Dear Daughter, Your Mother is a Nerd

Dear Daughter, Your Mother is a Nerd

My Dearest Daughter,

Today, I called you from Stockholm, after delivering a conference talk about how to make it more safe for people to log in to an app. As you already know, your mother loves programming. So I decided to also talk about it in public because 1. It’s nice to share your knowledge and 2. It’s not nice to just talk to computers all day long. Like granny used to say, computers make you bald and the evil spirit living inside the screen will possess you and turn your eyes into bloody red. She said that too about ATM machines.

Anyways, when I called you, I felt like crying. But I didn’t because there were five other people in the speaker room and I didn’t want to freak them out. I just smiled while listening to you talk about your favorite KPop girl band, telling me that it’s ok if you don’t get to watch their concert because 250 euros is ridiculous for a mother to spare. I’m glad you know.

The tears I was holding back were tears of joy. You see, I was thinking about the time I was the same age as you are now. A fourteen year old Filipino girl living in a 36 sqm apartment that can barely fit a family of six. I know it seems small, but it never really felt that way. To me, home was the best place in the world. Tatay and Nanay worked hard together to send us all four kids to good schools. They didn’t even do that absurd thing that many parents did, like tell their children to study hard so they can repay them later once they found a job.

They said that education is the only gift they can give and it’s for us to decide what to do with it. Back then, I would have traded school for a lifetime supply of Hershey’s chocolate bar, the latest model of Barbie sneakers in rainbow color and a trip around the world, including Lego Land. I’m glad they said no to that. Or maybe not. I still can’t decide.

Your grandparents have given us so much more than education. It’s impossible to list them all. But they have also given us strange things. One time, Tatay came home with a screaming yellow electric guitar, which he got at a bargain shop while walking around in China town. What’s odd is that no one in the family knew how to play. It was hanging on the wall for a few years, mocking us of the musical curse that afflicted us for generations. Until one day, I decided to pick it up and teach myself how to strike a chord. I sat outside, day and night, under the warm summer sky, learning from a neighbor on the street. After a month or so, I could play it good enough to scare the cockroaches away. I was so proud of myself.
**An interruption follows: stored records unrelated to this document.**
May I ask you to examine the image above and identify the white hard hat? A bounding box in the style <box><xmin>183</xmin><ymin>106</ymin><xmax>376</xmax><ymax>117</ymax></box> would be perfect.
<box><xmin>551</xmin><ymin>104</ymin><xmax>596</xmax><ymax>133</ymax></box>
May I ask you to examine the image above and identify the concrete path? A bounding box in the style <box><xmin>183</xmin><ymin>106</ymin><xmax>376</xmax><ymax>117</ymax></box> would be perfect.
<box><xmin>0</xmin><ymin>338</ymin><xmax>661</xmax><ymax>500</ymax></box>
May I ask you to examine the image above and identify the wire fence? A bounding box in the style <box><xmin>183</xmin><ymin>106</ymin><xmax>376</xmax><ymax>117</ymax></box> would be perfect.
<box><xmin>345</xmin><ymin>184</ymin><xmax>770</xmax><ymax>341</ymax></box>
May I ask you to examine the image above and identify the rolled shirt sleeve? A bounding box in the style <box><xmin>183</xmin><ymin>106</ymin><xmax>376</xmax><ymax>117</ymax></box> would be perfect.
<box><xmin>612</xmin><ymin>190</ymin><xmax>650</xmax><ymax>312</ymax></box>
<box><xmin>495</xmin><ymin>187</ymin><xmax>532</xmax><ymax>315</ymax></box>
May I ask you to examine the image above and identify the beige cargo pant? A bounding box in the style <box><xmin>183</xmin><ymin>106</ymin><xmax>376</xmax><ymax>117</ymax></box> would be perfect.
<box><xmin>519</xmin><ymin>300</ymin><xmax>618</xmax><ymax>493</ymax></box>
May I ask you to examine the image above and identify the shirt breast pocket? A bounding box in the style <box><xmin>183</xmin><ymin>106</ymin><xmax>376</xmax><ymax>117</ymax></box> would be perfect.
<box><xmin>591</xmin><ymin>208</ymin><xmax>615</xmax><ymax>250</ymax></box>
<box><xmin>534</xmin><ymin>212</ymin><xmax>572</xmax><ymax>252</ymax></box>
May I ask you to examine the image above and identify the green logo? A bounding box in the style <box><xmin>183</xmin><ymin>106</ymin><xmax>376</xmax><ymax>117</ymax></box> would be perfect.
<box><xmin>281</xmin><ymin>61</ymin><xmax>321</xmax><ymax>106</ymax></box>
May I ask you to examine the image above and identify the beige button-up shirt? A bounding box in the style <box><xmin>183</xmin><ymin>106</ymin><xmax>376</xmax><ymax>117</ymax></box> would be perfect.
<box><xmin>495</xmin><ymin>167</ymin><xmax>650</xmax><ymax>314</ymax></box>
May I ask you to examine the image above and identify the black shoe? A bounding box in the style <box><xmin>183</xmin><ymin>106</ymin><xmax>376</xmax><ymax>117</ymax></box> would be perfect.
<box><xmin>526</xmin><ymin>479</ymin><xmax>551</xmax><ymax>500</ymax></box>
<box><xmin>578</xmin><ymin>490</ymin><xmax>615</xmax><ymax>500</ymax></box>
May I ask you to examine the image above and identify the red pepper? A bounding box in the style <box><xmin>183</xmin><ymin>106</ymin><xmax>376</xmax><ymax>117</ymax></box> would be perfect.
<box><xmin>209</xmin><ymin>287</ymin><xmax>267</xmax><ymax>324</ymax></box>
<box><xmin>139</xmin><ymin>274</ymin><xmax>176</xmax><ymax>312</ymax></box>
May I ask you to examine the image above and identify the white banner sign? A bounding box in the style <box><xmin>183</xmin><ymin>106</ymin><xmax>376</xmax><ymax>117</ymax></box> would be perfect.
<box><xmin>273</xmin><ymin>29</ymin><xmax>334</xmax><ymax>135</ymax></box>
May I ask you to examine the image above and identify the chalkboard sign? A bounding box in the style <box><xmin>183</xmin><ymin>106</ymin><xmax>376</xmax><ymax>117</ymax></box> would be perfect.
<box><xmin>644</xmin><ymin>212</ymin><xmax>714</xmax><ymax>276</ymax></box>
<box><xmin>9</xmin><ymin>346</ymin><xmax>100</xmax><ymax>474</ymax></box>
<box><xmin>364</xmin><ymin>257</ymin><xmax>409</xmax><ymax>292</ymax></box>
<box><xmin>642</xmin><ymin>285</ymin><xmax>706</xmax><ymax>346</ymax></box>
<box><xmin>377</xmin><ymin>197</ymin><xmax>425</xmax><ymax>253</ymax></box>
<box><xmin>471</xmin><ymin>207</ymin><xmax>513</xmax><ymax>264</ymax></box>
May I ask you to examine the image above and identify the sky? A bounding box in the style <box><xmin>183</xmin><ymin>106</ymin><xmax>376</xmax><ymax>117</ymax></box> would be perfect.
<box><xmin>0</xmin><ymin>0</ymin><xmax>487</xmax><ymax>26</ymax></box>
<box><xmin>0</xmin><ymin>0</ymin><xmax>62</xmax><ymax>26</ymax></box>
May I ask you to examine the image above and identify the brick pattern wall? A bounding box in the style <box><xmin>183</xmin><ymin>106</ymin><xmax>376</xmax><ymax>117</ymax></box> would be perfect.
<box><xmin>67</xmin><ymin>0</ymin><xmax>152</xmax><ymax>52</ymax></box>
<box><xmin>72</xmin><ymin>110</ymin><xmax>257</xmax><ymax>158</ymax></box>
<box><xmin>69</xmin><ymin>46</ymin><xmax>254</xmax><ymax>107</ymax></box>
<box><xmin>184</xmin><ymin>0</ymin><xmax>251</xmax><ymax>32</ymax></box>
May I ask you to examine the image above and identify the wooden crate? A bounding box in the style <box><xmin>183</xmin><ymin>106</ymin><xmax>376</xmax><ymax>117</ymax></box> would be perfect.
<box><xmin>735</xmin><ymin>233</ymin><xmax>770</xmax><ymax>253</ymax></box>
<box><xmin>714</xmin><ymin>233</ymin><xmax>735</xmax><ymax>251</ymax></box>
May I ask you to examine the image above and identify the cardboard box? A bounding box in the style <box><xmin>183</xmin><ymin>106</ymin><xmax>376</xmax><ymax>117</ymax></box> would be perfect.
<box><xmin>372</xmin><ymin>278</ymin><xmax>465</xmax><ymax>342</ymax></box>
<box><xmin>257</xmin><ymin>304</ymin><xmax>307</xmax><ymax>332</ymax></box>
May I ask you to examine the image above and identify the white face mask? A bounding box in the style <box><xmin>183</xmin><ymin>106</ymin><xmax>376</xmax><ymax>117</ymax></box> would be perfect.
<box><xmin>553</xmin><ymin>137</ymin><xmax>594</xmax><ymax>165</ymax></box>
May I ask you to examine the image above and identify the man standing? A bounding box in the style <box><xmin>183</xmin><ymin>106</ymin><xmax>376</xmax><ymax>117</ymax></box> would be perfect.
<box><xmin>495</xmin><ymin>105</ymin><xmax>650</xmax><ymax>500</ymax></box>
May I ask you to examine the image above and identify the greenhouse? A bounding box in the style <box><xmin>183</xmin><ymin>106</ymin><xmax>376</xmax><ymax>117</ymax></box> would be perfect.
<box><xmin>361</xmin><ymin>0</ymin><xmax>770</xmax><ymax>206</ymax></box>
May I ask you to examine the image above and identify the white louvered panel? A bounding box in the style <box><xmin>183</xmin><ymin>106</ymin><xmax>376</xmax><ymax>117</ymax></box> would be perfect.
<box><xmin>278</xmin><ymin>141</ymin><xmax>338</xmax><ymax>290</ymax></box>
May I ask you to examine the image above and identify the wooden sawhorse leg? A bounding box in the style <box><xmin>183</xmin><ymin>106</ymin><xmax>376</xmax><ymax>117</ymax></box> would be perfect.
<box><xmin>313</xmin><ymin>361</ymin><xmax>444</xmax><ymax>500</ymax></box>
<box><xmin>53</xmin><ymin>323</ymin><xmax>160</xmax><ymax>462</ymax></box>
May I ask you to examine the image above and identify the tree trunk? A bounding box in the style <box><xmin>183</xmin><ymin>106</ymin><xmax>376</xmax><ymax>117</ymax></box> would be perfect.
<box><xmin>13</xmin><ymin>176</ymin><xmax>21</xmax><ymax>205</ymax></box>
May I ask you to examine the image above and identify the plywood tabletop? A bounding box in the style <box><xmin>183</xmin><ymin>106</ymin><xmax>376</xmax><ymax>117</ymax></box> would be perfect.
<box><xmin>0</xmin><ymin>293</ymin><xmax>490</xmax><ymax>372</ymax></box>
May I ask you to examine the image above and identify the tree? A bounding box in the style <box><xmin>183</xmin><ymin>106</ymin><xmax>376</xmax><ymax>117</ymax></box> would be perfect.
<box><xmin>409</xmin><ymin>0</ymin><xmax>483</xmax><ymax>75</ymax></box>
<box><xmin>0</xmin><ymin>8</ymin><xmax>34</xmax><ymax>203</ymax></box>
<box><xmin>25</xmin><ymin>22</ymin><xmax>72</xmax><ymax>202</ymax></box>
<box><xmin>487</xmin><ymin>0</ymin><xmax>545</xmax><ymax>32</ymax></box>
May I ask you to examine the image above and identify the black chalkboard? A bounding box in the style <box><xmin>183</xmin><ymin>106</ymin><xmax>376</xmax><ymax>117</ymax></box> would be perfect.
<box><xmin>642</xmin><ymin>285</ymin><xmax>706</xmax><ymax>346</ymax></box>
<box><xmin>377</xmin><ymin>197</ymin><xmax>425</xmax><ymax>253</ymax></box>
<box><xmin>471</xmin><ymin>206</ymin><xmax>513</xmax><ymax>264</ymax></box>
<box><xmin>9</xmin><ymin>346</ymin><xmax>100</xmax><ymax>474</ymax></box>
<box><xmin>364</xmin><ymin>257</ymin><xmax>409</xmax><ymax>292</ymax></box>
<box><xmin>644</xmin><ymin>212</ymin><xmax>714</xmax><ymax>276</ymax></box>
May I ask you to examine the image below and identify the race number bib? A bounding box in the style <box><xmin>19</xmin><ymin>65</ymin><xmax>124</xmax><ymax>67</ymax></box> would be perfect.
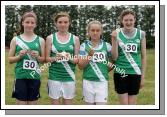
<box><xmin>57</xmin><ymin>52</ymin><xmax>70</xmax><ymax>62</ymax></box>
<box><xmin>125</xmin><ymin>43</ymin><xmax>137</xmax><ymax>53</ymax></box>
<box><xmin>93</xmin><ymin>52</ymin><xmax>106</xmax><ymax>62</ymax></box>
<box><xmin>57</xmin><ymin>56</ymin><xmax>69</xmax><ymax>62</ymax></box>
<box><xmin>23</xmin><ymin>60</ymin><xmax>37</xmax><ymax>70</ymax></box>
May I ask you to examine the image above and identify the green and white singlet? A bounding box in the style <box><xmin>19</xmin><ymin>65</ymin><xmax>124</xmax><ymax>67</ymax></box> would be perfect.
<box><xmin>49</xmin><ymin>33</ymin><xmax>76</xmax><ymax>82</ymax></box>
<box><xmin>80</xmin><ymin>40</ymin><xmax>111</xmax><ymax>82</ymax></box>
<box><xmin>15</xmin><ymin>35</ymin><xmax>41</xmax><ymax>79</ymax></box>
<box><xmin>114</xmin><ymin>28</ymin><xmax>142</xmax><ymax>75</ymax></box>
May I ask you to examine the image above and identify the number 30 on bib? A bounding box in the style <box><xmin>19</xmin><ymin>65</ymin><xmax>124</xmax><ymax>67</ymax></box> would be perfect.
<box><xmin>23</xmin><ymin>60</ymin><xmax>37</xmax><ymax>70</ymax></box>
<box><xmin>125</xmin><ymin>43</ymin><xmax>137</xmax><ymax>53</ymax></box>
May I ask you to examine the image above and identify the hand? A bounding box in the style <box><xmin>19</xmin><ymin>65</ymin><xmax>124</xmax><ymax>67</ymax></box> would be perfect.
<box><xmin>47</xmin><ymin>57</ymin><xmax>56</xmax><ymax>63</ymax></box>
<box><xmin>88</xmin><ymin>48</ymin><xmax>95</xmax><ymax>56</ymax></box>
<box><xmin>140</xmin><ymin>75</ymin><xmax>144</xmax><ymax>89</ymax></box>
<box><xmin>56</xmin><ymin>53</ymin><xmax>63</xmax><ymax>60</ymax></box>
<box><xmin>19</xmin><ymin>50</ymin><xmax>27</xmax><ymax>57</ymax></box>
<box><xmin>30</xmin><ymin>50</ymin><xmax>39</xmax><ymax>58</ymax></box>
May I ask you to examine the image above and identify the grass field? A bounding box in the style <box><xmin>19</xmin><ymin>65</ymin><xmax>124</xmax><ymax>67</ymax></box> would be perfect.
<box><xmin>5</xmin><ymin>49</ymin><xmax>155</xmax><ymax>105</ymax></box>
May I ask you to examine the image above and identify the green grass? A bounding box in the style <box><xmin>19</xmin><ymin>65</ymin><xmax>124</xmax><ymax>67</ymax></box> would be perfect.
<box><xmin>5</xmin><ymin>49</ymin><xmax>155</xmax><ymax>105</ymax></box>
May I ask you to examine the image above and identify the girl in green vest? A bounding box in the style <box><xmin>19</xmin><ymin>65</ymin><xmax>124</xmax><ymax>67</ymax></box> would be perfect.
<box><xmin>78</xmin><ymin>21</ymin><xmax>111</xmax><ymax>105</ymax></box>
<box><xmin>46</xmin><ymin>12</ymin><xmax>80</xmax><ymax>105</ymax></box>
<box><xmin>112</xmin><ymin>10</ymin><xmax>146</xmax><ymax>105</ymax></box>
<box><xmin>9</xmin><ymin>12</ymin><xmax>45</xmax><ymax>105</ymax></box>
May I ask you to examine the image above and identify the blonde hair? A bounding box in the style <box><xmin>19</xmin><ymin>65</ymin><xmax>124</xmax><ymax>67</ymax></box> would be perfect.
<box><xmin>86</xmin><ymin>20</ymin><xmax>103</xmax><ymax>32</ymax></box>
<box><xmin>53</xmin><ymin>12</ymin><xmax>71</xmax><ymax>23</ymax></box>
<box><xmin>119</xmin><ymin>9</ymin><xmax>136</xmax><ymax>22</ymax></box>
<box><xmin>20</xmin><ymin>11</ymin><xmax>37</xmax><ymax>33</ymax></box>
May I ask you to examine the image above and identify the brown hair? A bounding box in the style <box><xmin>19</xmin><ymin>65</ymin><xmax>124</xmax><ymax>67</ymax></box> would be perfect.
<box><xmin>119</xmin><ymin>9</ymin><xmax>136</xmax><ymax>22</ymax></box>
<box><xmin>86</xmin><ymin>20</ymin><xmax>103</xmax><ymax>32</ymax></box>
<box><xmin>53</xmin><ymin>12</ymin><xmax>71</xmax><ymax>23</ymax></box>
<box><xmin>20</xmin><ymin>11</ymin><xmax>37</xmax><ymax>33</ymax></box>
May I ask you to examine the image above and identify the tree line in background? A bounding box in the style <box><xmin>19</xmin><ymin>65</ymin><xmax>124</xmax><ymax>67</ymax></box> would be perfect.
<box><xmin>5</xmin><ymin>5</ymin><xmax>155</xmax><ymax>48</ymax></box>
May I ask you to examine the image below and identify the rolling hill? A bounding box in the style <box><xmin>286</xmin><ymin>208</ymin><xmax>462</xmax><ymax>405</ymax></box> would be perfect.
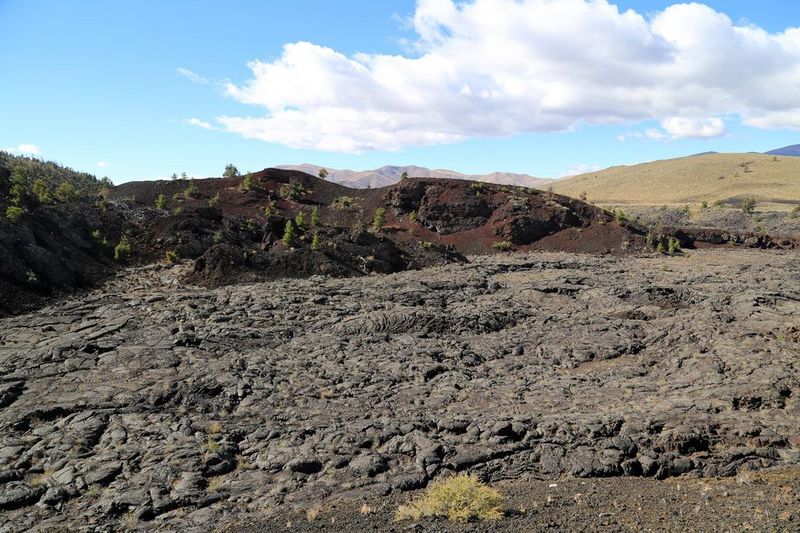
<box><xmin>276</xmin><ymin>163</ymin><xmax>550</xmax><ymax>189</ymax></box>
<box><xmin>765</xmin><ymin>144</ymin><xmax>800</xmax><ymax>157</ymax></box>
<box><xmin>552</xmin><ymin>153</ymin><xmax>800</xmax><ymax>206</ymax></box>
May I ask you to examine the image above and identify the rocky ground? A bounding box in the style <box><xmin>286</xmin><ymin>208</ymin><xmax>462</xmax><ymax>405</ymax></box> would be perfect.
<box><xmin>0</xmin><ymin>249</ymin><xmax>800</xmax><ymax>532</ymax></box>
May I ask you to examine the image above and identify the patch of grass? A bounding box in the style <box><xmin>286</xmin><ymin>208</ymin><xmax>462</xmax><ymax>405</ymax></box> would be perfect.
<box><xmin>395</xmin><ymin>475</ymin><xmax>503</xmax><ymax>522</ymax></box>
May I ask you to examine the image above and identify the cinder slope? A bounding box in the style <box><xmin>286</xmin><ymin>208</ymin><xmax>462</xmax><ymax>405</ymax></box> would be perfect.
<box><xmin>553</xmin><ymin>154</ymin><xmax>800</xmax><ymax>205</ymax></box>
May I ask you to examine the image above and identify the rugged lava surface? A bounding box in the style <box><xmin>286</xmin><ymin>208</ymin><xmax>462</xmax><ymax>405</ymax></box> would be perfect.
<box><xmin>0</xmin><ymin>249</ymin><xmax>800</xmax><ymax>531</ymax></box>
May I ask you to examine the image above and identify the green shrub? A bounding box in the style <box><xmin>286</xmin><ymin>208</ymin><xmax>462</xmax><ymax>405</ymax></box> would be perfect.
<box><xmin>222</xmin><ymin>163</ymin><xmax>239</xmax><ymax>178</ymax></box>
<box><xmin>667</xmin><ymin>237</ymin><xmax>681</xmax><ymax>255</ymax></box>
<box><xmin>395</xmin><ymin>475</ymin><xmax>503</xmax><ymax>523</ymax></box>
<box><xmin>282</xmin><ymin>220</ymin><xmax>295</xmax><ymax>246</ymax></box>
<box><xmin>372</xmin><ymin>207</ymin><xmax>386</xmax><ymax>231</ymax></box>
<box><xmin>6</xmin><ymin>205</ymin><xmax>23</xmax><ymax>220</ymax></box>
<box><xmin>183</xmin><ymin>181</ymin><xmax>198</xmax><ymax>198</ymax></box>
<box><xmin>331</xmin><ymin>196</ymin><xmax>356</xmax><ymax>209</ymax></box>
<box><xmin>278</xmin><ymin>180</ymin><xmax>308</xmax><ymax>202</ymax></box>
<box><xmin>114</xmin><ymin>235</ymin><xmax>131</xmax><ymax>261</ymax></box>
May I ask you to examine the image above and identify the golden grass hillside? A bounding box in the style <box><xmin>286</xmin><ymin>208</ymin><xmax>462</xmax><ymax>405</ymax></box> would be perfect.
<box><xmin>553</xmin><ymin>154</ymin><xmax>800</xmax><ymax>208</ymax></box>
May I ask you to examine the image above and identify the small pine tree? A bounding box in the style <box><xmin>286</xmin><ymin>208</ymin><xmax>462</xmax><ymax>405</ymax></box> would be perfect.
<box><xmin>372</xmin><ymin>207</ymin><xmax>386</xmax><ymax>231</ymax></box>
<box><xmin>283</xmin><ymin>220</ymin><xmax>295</xmax><ymax>246</ymax></box>
<box><xmin>55</xmin><ymin>181</ymin><xmax>78</xmax><ymax>202</ymax></box>
<box><xmin>114</xmin><ymin>235</ymin><xmax>131</xmax><ymax>261</ymax></box>
<box><xmin>6</xmin><ymin>205</ymin><xmax>23</xmax><ymax>220</ymax></box>
<box><xmin>242</xmin><ymin>173</ymin><xmax>253</xmax><ymax>191</ymax></box>
<box><xmin>31</xmin><ymin>178</ymin><xmax>50</xmax><ymax>204</ymax></box>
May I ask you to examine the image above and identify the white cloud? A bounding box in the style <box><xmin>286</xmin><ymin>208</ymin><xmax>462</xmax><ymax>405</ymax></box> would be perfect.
<box><xmin>3</xmin><ymin>144</ymin><xmax>42</xmax><ymax>155</ymax></box>
<box><xmin>195</xmin><ymin>0</ymin><xmax>800</xmax><ymax>152</ymax></box>
<box><xmin>617</xmin><ymin>117</ymin><xmax>728</xmax><ymax>142</ymax></box>
<box><xmin>186</xmin><ymin>118</ymin><xmax>215</xmax><ymax>130</ymax></box>
<box><xmin>175</xmin><ymin>67</ymin><xmax>211</xmax><ymax>85</ymax></box>
<box><xmin>559</xmin><ymin>163</ymin><xmax>603</xmax><ymax>178</ymax></box>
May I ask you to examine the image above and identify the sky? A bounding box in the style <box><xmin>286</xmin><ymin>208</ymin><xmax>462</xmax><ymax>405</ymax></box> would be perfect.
<box><xmin>0</xmin><ymin>0</ymin><xmax>800</xmax><ymax>183</ymax></box>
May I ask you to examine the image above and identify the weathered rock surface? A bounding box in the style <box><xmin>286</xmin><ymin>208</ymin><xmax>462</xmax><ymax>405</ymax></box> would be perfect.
<box><xmin>0</xmin><ymin>250</ymin><xmax>800</xmax><ymax>531</ymax></box>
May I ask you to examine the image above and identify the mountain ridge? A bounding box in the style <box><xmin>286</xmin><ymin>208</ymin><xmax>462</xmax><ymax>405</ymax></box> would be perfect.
<box><xmin>275</xmin><ymin>163</ymin><xmax>551</xmax><ymax>189</ymax></box>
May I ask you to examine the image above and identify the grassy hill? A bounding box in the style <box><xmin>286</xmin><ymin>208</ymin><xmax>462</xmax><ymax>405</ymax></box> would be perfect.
<box><xmin>553</xmin><ymin>154</ymin><xmax>800</xmax><ymax>209</ymax></box>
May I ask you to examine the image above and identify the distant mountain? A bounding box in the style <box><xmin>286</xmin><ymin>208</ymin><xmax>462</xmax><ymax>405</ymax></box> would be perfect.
<box><xmin>765</xmin><ymin>144</ymin><xmax>800</xmax><ymax>157</ymax></box>
<box><xmin>276</xmin><ymin>163</ymin><xmax>550</xmax><ymax>189</ymax></box>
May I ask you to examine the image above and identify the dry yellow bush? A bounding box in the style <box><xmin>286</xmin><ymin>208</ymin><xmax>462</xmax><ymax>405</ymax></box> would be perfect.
<box><xmin>395</xmin><ymin>475</ymin><xmax>503</xmax><ymax>522</ymax></box>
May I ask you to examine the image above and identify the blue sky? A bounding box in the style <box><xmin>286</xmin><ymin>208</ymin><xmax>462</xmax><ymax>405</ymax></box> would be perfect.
<box><xmin>0</xmin><ymin>0</ymin><xmax>800</xmax><ymax>183</ymax></box>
In 1996, my parents bought what could have dragged us to the brink of bankruptcy and potentially doomed us to a dreadful destiny of forced child labor. They bought a personal computer. Yes, a brand new 286 tower with 4 megabytes of memory that ran on MS-DOS. The thing occupied a fourth of our apartment. I don’t remember the specs much and I still don’t know where they got the money for buying a computer. But they sure worked hard for it. I just know that my brother needed it for school and that I was under no circumstances allowed to touch it. If my brother found a single crease on the white plastic cover that protected the massive grey box, I better hide to the nearby planet where he could never find me.

I will never regret breaking that one rule. Oh hell I broke it every single day. So here I am now, travelling to places I only used to dream of, sharing ideas that ignite my curious mind. That’s all because after all these years, I still see myself as that ignorant girl who doesn’t know how to play an instrument nor turn on a mysterious, forbidden machine to life.

But I learned. And kept learning.

Like me, I’m sure you will encounter silly reasons that will discourage you from your pursuits. And I’m telling you now that half of them exist in your head. I know you’re a brave person, but if you ever find yourself facing a difficult challenge, like public speaking or building robots, I hope you’ll somehow remember my motherly advice.

Have a sense of humor. When someone tells you bogus statements, like you’re a girl, you’re poor, you’re brown, you’re short, you have flat nose, and therefore you can’t be that smart, laugh. That person must be joking. If he or she is serious, then laugh even more, because that person is the joke.

Don’t hide your flaws. You know what’s more terrifying than failing? Failing in front of others. That’s why in programming, nothing hurts more than when other people find a bug in your work. So practice making mistakes in public until it stops hurting, but most importantly, until you don’t make the same mistakes. I promise you, those same people will be the first to applaud when you succeed.

Be stubborn. Whenever you hear yourself say, I don’t know how to do it, do it. Just stay away from anything that explodes and you will be fine.

Stay human. Most humans don’t like working all day long. We like to watch ridiculous TV shows. We paint our eyelids psychedelic gold. We consume sugar because it tickles the tiny holes on our tongue. When doing a challenging task, it’s easy to forget that the world revolves around our simple needs. It’s a noble goal to revolutionize our ways for the better. But if we forget the basics like laughter, love and togetherness, then what will be the meaning of all our work?

My dear daughter, don’t ever be scared of pressing a button or hitting a key. Go ahead, entangle the wires and play with the strings. For there’s no monster inside the box. Only possibilities.